Colin Farrell delivers his most effective performance to date in a low-budget US drama, A Home at the End of the World, which opened in New York last Friday.
He is perfectly cast as Bobby Morrow, a sexually ambiguous and magnetically attractive Sixties child sharing a Greenwich Village apartment with a young gay man (newcomer Dallas Roberts) and a post-hippie older woman (Robin Wright Penn), both of whom fall in love with him. Adeptly adapted by Michael Cunningham from his own novel, and co-produced by actor Tom Hulce, this captivating film also features a remarkable Farrell lookalike, Erik Smith, playing Bobby as a 15-year-old.
Undeterred that Farrell punctuated his answers with "babe" when she interviewed him for the New York Times last week, Caryn James wrote: "He holds a screen with movie-star magnetism, but can he really act?

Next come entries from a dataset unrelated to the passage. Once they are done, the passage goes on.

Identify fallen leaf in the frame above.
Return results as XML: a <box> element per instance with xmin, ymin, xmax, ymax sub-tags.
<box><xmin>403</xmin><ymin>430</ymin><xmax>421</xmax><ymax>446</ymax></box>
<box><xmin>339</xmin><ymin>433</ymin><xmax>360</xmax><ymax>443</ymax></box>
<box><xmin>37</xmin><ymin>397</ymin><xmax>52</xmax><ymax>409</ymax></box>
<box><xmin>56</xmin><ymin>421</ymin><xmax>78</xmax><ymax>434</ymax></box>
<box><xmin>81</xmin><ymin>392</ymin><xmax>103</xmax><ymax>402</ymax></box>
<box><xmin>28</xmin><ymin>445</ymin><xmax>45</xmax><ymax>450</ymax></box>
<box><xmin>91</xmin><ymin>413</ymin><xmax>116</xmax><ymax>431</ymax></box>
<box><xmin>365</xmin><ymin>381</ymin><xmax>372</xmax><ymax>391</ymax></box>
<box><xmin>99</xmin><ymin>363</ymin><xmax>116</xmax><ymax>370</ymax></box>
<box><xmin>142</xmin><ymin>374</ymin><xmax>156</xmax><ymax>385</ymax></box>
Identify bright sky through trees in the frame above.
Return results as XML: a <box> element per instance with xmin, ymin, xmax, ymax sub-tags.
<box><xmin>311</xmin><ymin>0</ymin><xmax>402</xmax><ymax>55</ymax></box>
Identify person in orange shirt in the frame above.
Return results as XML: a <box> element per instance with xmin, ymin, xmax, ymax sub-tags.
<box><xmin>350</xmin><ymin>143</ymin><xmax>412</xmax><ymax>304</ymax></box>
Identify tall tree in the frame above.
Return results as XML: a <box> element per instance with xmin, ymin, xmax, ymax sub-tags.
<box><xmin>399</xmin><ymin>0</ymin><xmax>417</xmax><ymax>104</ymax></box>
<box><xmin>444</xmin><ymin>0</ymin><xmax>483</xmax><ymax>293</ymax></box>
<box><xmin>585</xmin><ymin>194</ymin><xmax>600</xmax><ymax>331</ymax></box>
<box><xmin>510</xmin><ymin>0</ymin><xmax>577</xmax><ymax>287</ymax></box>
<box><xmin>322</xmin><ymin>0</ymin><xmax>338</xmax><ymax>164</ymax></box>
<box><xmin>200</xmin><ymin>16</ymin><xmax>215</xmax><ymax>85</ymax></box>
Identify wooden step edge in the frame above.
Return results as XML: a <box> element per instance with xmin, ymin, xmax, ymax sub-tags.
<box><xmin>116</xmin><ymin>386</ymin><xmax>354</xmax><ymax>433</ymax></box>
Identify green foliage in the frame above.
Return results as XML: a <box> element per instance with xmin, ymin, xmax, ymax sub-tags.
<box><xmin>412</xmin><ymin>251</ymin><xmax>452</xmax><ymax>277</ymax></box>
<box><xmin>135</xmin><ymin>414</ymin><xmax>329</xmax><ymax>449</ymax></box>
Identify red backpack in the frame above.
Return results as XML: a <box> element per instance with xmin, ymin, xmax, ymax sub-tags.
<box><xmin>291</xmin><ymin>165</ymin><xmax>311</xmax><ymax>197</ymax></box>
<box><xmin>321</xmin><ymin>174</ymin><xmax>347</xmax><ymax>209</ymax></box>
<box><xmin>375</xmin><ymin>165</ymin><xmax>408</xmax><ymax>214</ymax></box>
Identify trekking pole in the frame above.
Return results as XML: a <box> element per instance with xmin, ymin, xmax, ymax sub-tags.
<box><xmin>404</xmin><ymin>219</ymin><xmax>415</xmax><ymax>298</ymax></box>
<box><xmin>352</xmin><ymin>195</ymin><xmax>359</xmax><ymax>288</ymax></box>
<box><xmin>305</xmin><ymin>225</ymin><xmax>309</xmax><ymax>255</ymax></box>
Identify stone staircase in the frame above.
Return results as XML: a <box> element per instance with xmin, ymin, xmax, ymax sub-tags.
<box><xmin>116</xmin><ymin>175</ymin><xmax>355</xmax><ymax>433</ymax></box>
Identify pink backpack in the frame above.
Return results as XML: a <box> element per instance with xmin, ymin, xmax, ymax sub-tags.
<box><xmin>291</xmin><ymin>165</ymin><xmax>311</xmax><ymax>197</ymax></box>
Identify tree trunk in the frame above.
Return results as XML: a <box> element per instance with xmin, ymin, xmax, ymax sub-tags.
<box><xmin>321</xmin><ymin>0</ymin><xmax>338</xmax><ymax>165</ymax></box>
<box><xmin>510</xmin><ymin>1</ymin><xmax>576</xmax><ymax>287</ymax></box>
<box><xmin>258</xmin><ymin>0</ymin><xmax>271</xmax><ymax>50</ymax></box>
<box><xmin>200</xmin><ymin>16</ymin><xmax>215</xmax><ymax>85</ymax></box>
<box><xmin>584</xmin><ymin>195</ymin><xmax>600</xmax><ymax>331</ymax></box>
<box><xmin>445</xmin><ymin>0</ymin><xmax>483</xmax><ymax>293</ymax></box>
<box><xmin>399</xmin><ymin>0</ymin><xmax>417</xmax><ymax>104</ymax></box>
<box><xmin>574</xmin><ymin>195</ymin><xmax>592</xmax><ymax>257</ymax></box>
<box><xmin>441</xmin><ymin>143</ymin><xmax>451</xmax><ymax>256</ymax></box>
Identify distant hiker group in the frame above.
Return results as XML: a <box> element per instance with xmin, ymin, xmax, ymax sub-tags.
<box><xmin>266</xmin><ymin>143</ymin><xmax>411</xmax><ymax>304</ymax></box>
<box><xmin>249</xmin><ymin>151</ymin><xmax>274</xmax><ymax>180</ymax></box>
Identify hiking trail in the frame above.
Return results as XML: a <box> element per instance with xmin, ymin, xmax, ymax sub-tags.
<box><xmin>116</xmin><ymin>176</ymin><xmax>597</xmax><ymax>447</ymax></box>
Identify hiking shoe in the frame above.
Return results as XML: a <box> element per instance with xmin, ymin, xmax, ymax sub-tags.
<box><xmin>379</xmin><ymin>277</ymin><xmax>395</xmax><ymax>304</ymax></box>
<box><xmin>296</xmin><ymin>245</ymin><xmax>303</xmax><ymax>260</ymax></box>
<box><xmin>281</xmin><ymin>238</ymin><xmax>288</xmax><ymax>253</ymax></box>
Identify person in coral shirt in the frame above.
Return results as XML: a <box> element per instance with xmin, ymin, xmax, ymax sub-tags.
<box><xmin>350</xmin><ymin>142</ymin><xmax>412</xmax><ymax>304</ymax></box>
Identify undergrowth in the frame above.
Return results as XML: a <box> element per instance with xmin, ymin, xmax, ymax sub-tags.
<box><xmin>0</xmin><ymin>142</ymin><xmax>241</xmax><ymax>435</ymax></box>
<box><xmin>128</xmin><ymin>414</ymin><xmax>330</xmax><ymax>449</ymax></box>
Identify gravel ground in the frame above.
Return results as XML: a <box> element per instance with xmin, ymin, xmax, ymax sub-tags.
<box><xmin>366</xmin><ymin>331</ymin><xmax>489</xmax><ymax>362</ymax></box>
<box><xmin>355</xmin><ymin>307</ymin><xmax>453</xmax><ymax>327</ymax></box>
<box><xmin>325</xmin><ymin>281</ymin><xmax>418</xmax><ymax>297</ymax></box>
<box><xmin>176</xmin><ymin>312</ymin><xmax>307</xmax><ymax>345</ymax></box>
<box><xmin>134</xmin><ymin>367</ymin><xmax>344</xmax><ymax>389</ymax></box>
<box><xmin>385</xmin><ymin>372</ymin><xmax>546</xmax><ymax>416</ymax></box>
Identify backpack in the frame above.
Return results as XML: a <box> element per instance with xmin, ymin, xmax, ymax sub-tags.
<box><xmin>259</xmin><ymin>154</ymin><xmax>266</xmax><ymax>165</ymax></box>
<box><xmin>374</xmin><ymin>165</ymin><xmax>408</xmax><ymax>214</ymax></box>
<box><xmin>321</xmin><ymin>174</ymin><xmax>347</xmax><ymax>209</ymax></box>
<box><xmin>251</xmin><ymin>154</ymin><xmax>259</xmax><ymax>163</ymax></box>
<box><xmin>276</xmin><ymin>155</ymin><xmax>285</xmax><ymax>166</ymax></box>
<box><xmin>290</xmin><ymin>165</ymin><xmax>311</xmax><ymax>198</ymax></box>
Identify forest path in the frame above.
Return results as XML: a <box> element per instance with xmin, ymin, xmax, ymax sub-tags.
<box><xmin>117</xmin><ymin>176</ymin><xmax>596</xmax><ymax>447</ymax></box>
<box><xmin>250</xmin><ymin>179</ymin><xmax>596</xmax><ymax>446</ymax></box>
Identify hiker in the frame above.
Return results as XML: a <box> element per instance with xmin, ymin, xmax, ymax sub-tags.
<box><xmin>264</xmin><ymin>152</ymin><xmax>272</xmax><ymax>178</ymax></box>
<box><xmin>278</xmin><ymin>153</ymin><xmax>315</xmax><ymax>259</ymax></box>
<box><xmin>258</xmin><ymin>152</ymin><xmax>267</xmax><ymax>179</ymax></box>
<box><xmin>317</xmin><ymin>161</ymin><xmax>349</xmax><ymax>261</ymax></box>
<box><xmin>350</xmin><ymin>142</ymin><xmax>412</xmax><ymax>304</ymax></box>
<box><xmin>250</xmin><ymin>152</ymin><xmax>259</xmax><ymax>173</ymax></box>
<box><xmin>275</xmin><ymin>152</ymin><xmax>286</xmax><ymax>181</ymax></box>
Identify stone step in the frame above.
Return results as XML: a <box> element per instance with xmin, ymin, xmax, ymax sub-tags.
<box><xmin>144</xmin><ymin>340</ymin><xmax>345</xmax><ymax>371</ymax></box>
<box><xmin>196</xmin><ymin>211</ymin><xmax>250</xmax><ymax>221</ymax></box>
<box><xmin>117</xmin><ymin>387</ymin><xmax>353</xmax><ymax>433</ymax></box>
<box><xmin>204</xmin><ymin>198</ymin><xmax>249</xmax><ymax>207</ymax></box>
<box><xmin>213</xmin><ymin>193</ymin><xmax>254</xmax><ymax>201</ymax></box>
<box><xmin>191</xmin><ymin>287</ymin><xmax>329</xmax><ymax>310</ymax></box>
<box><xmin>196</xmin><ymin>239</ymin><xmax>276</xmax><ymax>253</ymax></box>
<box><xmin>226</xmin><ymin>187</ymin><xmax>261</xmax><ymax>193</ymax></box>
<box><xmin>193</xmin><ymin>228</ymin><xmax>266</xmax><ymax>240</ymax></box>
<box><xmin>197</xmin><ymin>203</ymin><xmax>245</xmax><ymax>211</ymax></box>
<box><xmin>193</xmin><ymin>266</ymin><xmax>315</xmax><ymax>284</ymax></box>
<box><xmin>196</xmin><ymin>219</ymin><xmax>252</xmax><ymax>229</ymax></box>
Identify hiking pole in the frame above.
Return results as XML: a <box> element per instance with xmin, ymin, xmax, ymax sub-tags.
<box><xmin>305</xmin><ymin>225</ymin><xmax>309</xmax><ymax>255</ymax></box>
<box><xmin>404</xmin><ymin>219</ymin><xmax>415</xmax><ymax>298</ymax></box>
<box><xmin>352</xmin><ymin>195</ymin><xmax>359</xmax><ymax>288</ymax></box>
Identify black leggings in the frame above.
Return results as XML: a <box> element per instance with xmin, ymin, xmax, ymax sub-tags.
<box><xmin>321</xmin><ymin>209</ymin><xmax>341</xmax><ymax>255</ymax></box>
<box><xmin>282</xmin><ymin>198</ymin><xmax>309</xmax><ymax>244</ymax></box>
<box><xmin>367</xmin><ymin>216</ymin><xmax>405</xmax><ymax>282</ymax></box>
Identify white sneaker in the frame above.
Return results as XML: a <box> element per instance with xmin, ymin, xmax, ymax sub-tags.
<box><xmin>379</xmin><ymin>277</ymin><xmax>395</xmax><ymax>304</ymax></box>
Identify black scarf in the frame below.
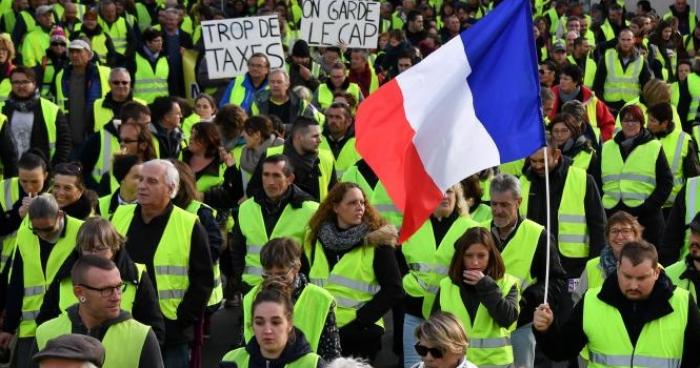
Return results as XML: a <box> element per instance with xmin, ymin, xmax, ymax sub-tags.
<box><xmin>7</xmin><ymin>93</ymin><xmax>39</xmax><ymax>112</ymax></box>
<box><xmin>318</xmin><ymin>221</ymin><xmax>369</xmax><ymax>252</ymax></box>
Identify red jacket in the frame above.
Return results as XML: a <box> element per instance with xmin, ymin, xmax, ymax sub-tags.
<box><xmin>549</xmin><ymin>85</ymin><xmax>615</xmax><ymax>142</ymax></box>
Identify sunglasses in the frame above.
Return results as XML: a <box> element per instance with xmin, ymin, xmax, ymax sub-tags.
<box><xmin>51</xmin><ymin>42</ymin><xmax>66</xmax><ymax>47</ymax></box>
<box><xmin>415</xmin><ymin>343</ymin><xmax>443</xmax><ymax>359</ymax></box>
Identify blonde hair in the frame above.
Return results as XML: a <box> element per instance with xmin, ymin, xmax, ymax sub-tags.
<box><xmin>0</xmin><ymin>33</ymin><xmax>15</xmax><ymax>62</ymax></box>
<box><xmin>450</xmin><ymin>183</ymin><xmax>469</xmax><ymax>217</ymax></box>
<box><xmin>414</xmin><ymin>312</ymin><xmax>469</xmax><ymax>355</ymax></box>
<box><xmin>642</xmin><ymin>78</ymin><xmax>671</xmax><ymax>105</ymax></box>
<box><xmin>76</xmin><ymin>217</ymin><xmax>125</xmax><ymax>255</ymax></box>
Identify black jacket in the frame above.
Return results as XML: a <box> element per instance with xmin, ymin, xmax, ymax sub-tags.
<box><xmin>80</xmin><ymin>117</ymin><xmax>121</xmax><ymax>191</ymax></box>
<box><xmin>30</xmin><ymin>306</ymin><xmax>164</xmax><ymax>368</ymax></box>
<box><xmin>149</xmin><ymin>122</ymin><xmax>184</xmax><ymax>159</ymax></box>
<box><xmin>35</xmin><ymin>248</ymin><xmax>165</xmax><ymax>344</ymax></box>
<box><xmin>0</xmin><ymin>96</ymin><xmax>71</xmax><ymax>177</ymax></box>
<box><xmin>534</xmin><ymin>272</ymin><xmax>700</xmax><ymax>367</ymax></box>
<box><xmin>523</xmin><ymin>156</ymin><xmax>607</xmax><ymax>278</ymax></box>
<box><xmin>662</xmin><ymin>184</ymin><xmax>696</xmax><ymax>265</ymax></box>
<box><xmin>490</xmin><ymin>217</ymin><xmax>567</xmax><ymax>327</ymax></box>
<box><xmin>219</xmin><ymin>327</ymin><xmax>325</xmax><ymax>368</ymax></box>
<box><xmin>599</xmin><ymin>129</ymin><xmax>674</xmax><ymax>247</ymax></box>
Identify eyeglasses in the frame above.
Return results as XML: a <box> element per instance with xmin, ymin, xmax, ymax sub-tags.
<box><xmin>120</xmin><ymin>138</ymin><xmax>141</xmax><ymax>145</ymax></box>
<box><xmin>79</xmin><ymin>282</ymin><xmax>126</xmax><ymax>297</ymax></box>
<box><xmin>11</xmin><ymin>79</ymin><xmax>32</xmax><ymax>85</ymax></box>
<box><xmin>51</xmin><ymin>42</ymin><xmax>66</xmax><ymax>47</ymax></box>
<box><xmin>110</xmin><ymin>80</ymin><xmax>130</xmax><ymax>85</ymax></box>
<box><xmin>414</xmin><ymin>343</ymin><xmax>443</xmax><ymax>359</ymax></box>
<box><xmin>29</xmin><ymin>222</ymin><xmax>57</xmax><ymax>235</ymax></box>
<box><xmin>609</xmin><ymin>227</ymin><xmax>634</xmax><ymax>236</ymax></box>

Yes, and with exceptional range and subtlety, as viewers will see when he plays against type as a shy, vulnerable man." Citing Marlon Brando's "example of unfettered, still-complicated masculinity", New York Press critic Armond White noted in his review that "only Colin Farrell with his dark brows, quick smile and sly ease calls up the great man's ghost - he doesn't affect sensuality; he seems in touch with his natural sexual sensibility:"
However, some US media outlets continue to give over reams of column inches to the excision of Farrell's frontal nude scene and the reinsertion of his kiss with Roberts in the film, and Entertainment Weekly was so consumed with these aspects that they dominated last week's two-page Farrell feature, titled "The Naked Truth".